Für Nachtzugfans geht es im Land von Bullerbü seit einiger Zeit drunter und drüber. Vor vier Jahren stieg die Norwegische Bahn in den schwedischen Markt ein und übernahm die prestigeträchtigen Nachtzüge von Stockholm nach Narvik und Luleå. Nach einem holprigen Start und ständigen Problemen mit Entgleisungen auf der Erzbahn schien sich die Situation zuletzt stabilisiert zu haben.

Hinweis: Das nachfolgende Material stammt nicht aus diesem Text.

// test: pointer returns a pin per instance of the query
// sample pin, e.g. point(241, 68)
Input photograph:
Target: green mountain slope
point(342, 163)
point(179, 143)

Und doch hieß es im Frühjahr: Die Norweger steigen wieder aus, nehmen die übliche Vertragsverlängerung für den Betrieb nicht wahr. Das Ende für die legendären Züge? Die schwedische Verkehrsbehörde bereitete eine Notvergabe für die kommenden zwei Jahre vor. Im Juli wurde dann bekannt, dass die schwedische Staatsbahn SJ einspringt und die Züge ab Dezember 2024 betreibt. So weit, so glimpflich.

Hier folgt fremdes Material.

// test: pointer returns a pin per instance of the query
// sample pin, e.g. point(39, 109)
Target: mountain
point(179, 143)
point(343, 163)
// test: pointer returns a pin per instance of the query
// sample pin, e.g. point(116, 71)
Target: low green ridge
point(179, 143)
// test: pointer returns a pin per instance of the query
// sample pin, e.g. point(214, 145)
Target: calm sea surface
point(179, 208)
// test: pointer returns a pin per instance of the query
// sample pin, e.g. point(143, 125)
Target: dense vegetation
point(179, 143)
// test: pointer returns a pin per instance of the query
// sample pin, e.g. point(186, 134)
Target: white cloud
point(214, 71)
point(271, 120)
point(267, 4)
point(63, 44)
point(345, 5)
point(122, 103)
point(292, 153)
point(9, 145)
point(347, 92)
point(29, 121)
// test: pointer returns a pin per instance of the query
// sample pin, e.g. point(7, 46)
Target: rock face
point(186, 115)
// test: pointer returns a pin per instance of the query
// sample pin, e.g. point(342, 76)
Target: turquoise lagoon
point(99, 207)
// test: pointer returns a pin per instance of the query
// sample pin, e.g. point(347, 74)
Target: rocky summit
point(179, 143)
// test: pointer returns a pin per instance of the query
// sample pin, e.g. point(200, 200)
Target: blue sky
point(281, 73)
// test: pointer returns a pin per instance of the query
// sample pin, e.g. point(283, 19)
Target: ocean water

Am Montag dann die Hiobsbotschaft: Die SJ stellt im Gegenzug alle Nachtzugverbindungen von und nach Göteborg ein. Im Dezember trifft es zunächst die Strecke nach Umeå, im April 2025 soll dann auch der Nachtzug von Göteborg nach Åre und Duved letztmalig fahren. Schwedens zweitgrößte Stadt und der gesamte Westen des Landes werden damit vom Nachtzugverkehr abgekoppelt. Ein Schock für die Region Västra Götaland und den Tourismus in Nordschweden.

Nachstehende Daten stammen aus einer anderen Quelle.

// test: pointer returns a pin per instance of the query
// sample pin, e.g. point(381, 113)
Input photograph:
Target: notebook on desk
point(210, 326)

Bemerkenswert ist, was eine Sprecherin der SJ im schwedischen Rundfunk dazu sagte. Es liegt nicht an der Nachfrage, die sei hoch. Und doch lasse sich nicht genug Gewinn mit den Zügen einfahren. Im Gegensatz zu anderen Strecken betreibt SJ die Nachtzüge ab Göteborg eigenwirtschaftlich, also ohne staatliche Zuschüsse. Für die Bahn ist es deshalb lukrativer, Wagen und Personal aus Göteborg abzuziehen und auf subventionierten Strecken einzusetzen.
Ich finde das wirklich schade. Erst im Mai berichtete ich über eine Nachtzugfahrt von Umeå nach Göteborg. Ich bin immer gern in Göteborg und finde die Fahrzeiten im Vergleich zu den Zügen ab Stockholm deutlich angenehmer. Überhaupt: Wir leben in einer Zeit, in der wir nicht weniger, sondern mehr Nachtzüge brauchen. Das Ganze ist ein Lehrbuchbeispiel dafür, was passiert, wenn man eine Eisenbahn ihres eigentlichen Zweckes – den Mobilitätsbedürfnissen der Menschen nachzukommen – beraubt und sie stattdessen einem aus Fahrgastsicht nachrangigen Ziel unterordnet: den Profit zu maximieren.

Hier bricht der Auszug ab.